If they aren't in prison, that is. According to the Women's Prison Association, 78 percent of incarcerated women in this country do not have high-school diplomas. Other research places the percentage of imprisoned men without diplomas at 68 percent. All in all, the collective cost to the nation over the working life of a high-school dropout -- in decreased tax revenue, social services and other aid, and the expense of incarceration itself -- is about $292,000, according to a 2009 Northeastern University study. Is an individual who is incarcerated representative of some kind or breakdown in society, a process failure somewhere in our education, human services, gang prevention or drug treatment programs?
What Lean teaches us is that defects -- anything that comes out of a process that falls short of what is expected -- are very expensive. More money will inevitably be spent to make it right. Scott Graves of the California Budget Projects estimates that his state spent $62,000 annually on each prison inmate in fiscal 2014-15. That's seven times the $9,200 it spends per child each year on K-12 education.

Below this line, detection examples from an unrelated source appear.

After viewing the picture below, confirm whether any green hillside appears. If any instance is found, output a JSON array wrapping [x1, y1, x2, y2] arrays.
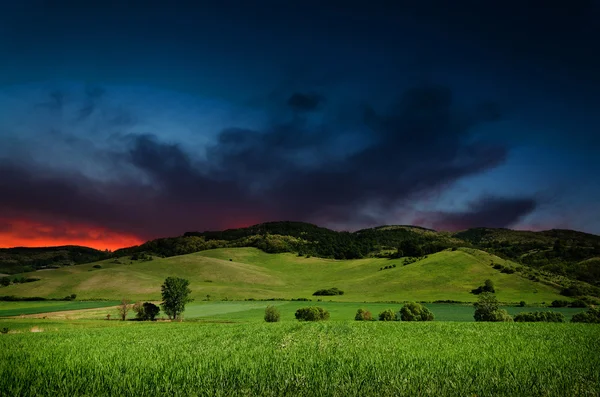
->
[[0, 248, 564, 303]]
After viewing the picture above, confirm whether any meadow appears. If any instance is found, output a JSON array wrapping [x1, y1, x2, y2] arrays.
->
[[0, 320, 600, 396], [0, 248, 568, 304]]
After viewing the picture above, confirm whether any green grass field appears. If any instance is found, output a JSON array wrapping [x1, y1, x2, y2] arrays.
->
[[0, 248, 564, 304], [0, 320, 600, 396], [0, 301, 118, 317]]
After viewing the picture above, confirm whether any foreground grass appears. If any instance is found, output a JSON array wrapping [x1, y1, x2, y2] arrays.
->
[[1, 248, 565, 304], [0, 320, 600, 396]]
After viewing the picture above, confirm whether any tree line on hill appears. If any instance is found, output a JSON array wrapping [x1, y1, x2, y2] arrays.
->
[[0, 222, 600, 296]]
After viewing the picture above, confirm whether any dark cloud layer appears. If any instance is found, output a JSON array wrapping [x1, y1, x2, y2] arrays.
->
[[421, 197, 538, 231], [0, 86, 535, 238]]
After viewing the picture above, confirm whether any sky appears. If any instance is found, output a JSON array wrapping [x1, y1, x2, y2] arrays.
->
[[0, 0, 600, 250]]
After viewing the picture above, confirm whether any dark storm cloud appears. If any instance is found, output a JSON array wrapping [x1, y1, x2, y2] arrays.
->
[[422, 196, 539, 231], [0, 82, 524, 238], [287, 92, 323, 112]]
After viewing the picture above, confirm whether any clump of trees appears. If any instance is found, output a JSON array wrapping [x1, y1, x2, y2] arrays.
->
[[473, 292, 513, 322], [133, 302, 160, 321], [471, 279, 496, 295], [295, 306, 329, 321], [400, 302, 433, 321], [354, 309, 373, 321], [514, 312, 565, 323], [571, 307, 600, 324], [161, 277, 193, 320], [265, 305, 281, 323], [379, 309, 397, 321], [313, 287, 344, 296]]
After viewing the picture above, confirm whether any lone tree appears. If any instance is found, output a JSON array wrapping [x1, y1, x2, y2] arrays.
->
[[117, 298, 131, 321], [400, 302, 433, 321], [473, 292, 513, 321], [161, 277, 193, 320]]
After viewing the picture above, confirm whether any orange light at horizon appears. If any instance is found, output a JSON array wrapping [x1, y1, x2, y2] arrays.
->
[[0, 219, 145, 251]]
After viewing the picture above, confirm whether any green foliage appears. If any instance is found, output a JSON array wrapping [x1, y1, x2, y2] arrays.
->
[[296, 306, 329, 321], [265, 306, 281, 323], [313, 287, 344, 296], [514, 312, 565, 323], [133, 302, 160, 321], [471, 279, 496, 295], [473, 292, 512, 322], [161, 277, 193, 320], [354, 309, 373, 321], [400, 302, 433, 321], [571, 307, 600, 324], [379, 309, 398, 321]]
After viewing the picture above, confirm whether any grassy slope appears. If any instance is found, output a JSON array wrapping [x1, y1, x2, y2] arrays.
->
[[0, 248, 560, 303]]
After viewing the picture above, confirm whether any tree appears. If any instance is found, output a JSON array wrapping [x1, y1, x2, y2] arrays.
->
[[473, 292, 512, 321], [265, 306, 280, 323], [161, 277, 193, 320], [400, 302, 433, 321], [117, 298, 131, 321], [379, 309, 396, 321], [354, 309, 373, 321]]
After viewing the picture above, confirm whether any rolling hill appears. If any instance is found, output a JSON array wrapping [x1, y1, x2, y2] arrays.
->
[[0, 247, 564, 303]]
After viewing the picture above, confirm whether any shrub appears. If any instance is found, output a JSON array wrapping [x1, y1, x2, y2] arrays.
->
[[471, 279, 496, 295], [265, 306, 281, 323], [550, 300, 569, 307], [473, 292, 512, 321], [313, 287, 344, 296], [515, 312, 565, 323], [296, 306, 329, 321], [379, 309, 396, 321], [354, 309, 373, 321], [571, 307, 600, 324], [400, 302, 433, 321], [569, 299, 587, 308]]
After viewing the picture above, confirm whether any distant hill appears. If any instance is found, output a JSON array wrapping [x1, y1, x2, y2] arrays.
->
[[0, 222, 600, 295], [0, 248, 570, 304], [0, 245, 111, 274]]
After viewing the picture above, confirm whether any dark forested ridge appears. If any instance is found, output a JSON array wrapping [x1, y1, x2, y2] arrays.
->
[[0, 222, 600, 286]]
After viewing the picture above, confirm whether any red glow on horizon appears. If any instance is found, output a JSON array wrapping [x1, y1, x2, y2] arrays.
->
[[0, 219, 145, 251]]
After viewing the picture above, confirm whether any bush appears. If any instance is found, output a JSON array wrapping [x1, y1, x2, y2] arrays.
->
[[379, 309, 396, 321], [400, 302, 433, 321], [569, 299, 587, 308], [265, 305, 281, 323], [515, 312, 565, 323], [354, 309, 373, 321], [313, 287, 344, 296], [471, 279, 496, 295], [550, 300, 569, 307], [473, 292, 512, 321], [571, 307, 600, 324], [296, 306, 329, 321]]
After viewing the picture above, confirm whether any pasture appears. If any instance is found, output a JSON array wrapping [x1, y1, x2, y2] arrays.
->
[[0, 320, 600, 396]]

So what are Lean's lessons for dealing with societal failure? It is certainly indelicate and inappropriate to refer to a high-school dropout or a woman in prison as a defect of society. Yet we must acknowledge that some kind of process failure has occurred. Whether individuals are struggling academically, using drugs or suffering abuse at home, society has failed to identify the problem -- the defect -- and intervene.
We learn in implementing Lean that to eliminate a defect we have to find the root cause. We have to go to the earliest point in the process where the breakdown occurs. Otherwise, we are destined to treat only symptoms and to pay again and again for the shortcoming.
No process is perfect. We will never eliminate human struggle. But one has to ask: If, as an example, we had capable processes in education to help those on the fringe succeed, what impact could we have on the rate of high-school graduation, and what impact would that have on the percentage of Americans who spend their days in jails and prisons?
Finally, one last lesson from Lean that gives me great hope is the practice of benchmarking: looking for best practices in any given process. Across the nation, it isn't hard to find governmental and non-governmental organizations that consistently deliver high-school graduation rates far in excess of the national average of 80 percent. These programs simply prove that with the right process in place, we could deliver far better results as a nation.